Blitze spalten Stickstoff- und Sauerstoffmoleküle in der Atmosphäre auf und erzeugen reaktive Chemikalien, sogenannte Radikale, die nur kurz lebensfähig sind und schnell mit anderen Stoffen in der Luft reagieren. Ein Team von Atmosphärenchemikern und Blitzforschern hat herausgefunden, dass Blitze und überraschenderweise auch unsichtbare Entladungen, die weder mit Kameras noch mit bloßem Auge zu erkennen sind, hohe Mengen des Hydroxylradikals (OH) und des Hydroperoxylradikals (HO2) produzieren können.
Das Hydroxylradikal ist in der Atmosphäre bedeutsam, weil es chemische Reaktionen auslöst und Moleküle wie das Treibhausgas Methan aufspaltet. OH ist der Haupttreiber für viele Veränderungen der Zusammensetzung in der Atmosphäre.
Das Kuriose bei dieser Studie ist, dass die Forscher anfangs ihren Messungen nicht trauten, da diese extrem hohe Konzentrationen von OH und HO2 in den Wolken anzeigten. Die Wissenschaftler entfernten die zunächst unplausibel erscheinenden Signale aus dem Datensatz und hoben sie für spätere Untersuchungen auf.

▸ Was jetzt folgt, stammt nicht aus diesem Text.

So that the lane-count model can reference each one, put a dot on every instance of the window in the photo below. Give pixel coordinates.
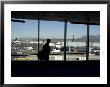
(76, 42)
(94, 42)
(24, 43)
(53, 30)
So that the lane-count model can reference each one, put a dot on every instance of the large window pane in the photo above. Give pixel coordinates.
(53, 30)
(24, 44)
(94, 47)
(76, 42)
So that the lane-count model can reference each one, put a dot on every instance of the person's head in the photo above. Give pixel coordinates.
(48, 40)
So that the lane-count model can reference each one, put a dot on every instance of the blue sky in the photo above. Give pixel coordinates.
(50, 29)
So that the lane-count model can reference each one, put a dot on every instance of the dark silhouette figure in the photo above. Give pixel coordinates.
(43, 55)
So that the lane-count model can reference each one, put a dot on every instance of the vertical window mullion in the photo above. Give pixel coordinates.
(88, 26)
(38, 29)
(65, 32)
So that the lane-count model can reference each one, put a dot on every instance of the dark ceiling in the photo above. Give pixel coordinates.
(77, 17)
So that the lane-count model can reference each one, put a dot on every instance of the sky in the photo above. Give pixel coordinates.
(50, 29)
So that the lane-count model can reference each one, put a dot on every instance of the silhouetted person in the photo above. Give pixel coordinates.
(44, 53)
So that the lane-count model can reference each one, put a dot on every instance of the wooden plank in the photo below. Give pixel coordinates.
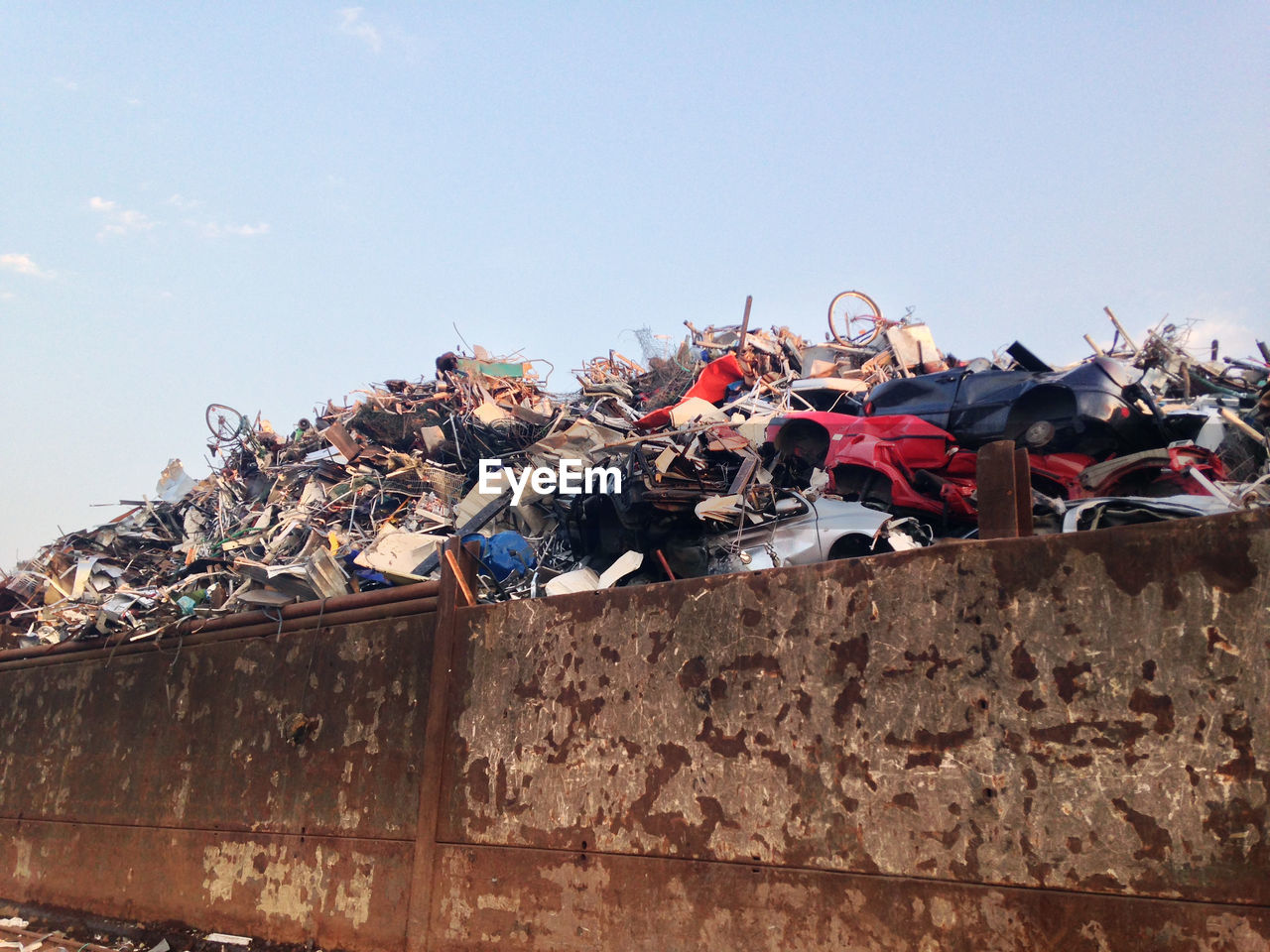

Die Daten stammten von einem Instrument an Bord eines Flugzeugs, das 2012 über Colorado und Oklahoma geflogen war, um die chemischen Veränderungen zu untersuchen, die Gewitter und Blitze in der Atmosphäre verursachen.
Erst bei späteren Untersuchungen zeigt sich, dass die Messwerten tatsächlich von Hydroxyl und Hydroperoxyl verursacht wurden. Die Forscher versuchten dann, ob diese Signale durch Funken und unsichtbare Entladungen im Labor erzeugt werden könnten. Dann führten sie eine erneute Analyse der Daten durch. Dabei gelang es, die extremen Messwerte, die das Instrument beim Flug durch die Gewitterwolken sah, mit den Blitzmessungen vom Boden aus zu verknüpfen.
Flugzeuge vermeiden es normalerweise, mitten durch die Gewitterwolken zu fliegen, weil die Auf- und Abwinde gefährlich werden können. Weniger gefährlich ist es aber, im Amboss, also im oberen Teil der Wolke zu fliegen und zu messen. Sichtbare Blitze entstehen in dem Teil des Ambosses, der sich in der Nähe des Gewitterkerns befindet.
Es war bereits bekannt, dass Blitze Wasser aufspalten können, um Hydroxyl und Hydroperoxyl zu bilden, aber dieser Prozess war noch nie in Gewittern beobachtet worden. Was die Forscher zunächst verwirrte, war, dass das Instrument hohe Werte von Hydroxyl und Hydroperoxyl in Bereichen der Wolke aufzeichnete, in denen kein Blitz vom Flugzeug oder vom Boden aus sichtbar war.
Experimente im Labor zeigten, dass schwacher elektrischer Strom, der viel weniger energiereich ist als der eines sichtbaren Blitzes, dieselben Komponenten erzeugen kann. Die Ergebnisse dieser Forschungen können in Zukunft genutzt werden, um Modelle der Atmosphärenchemie zu verbessern.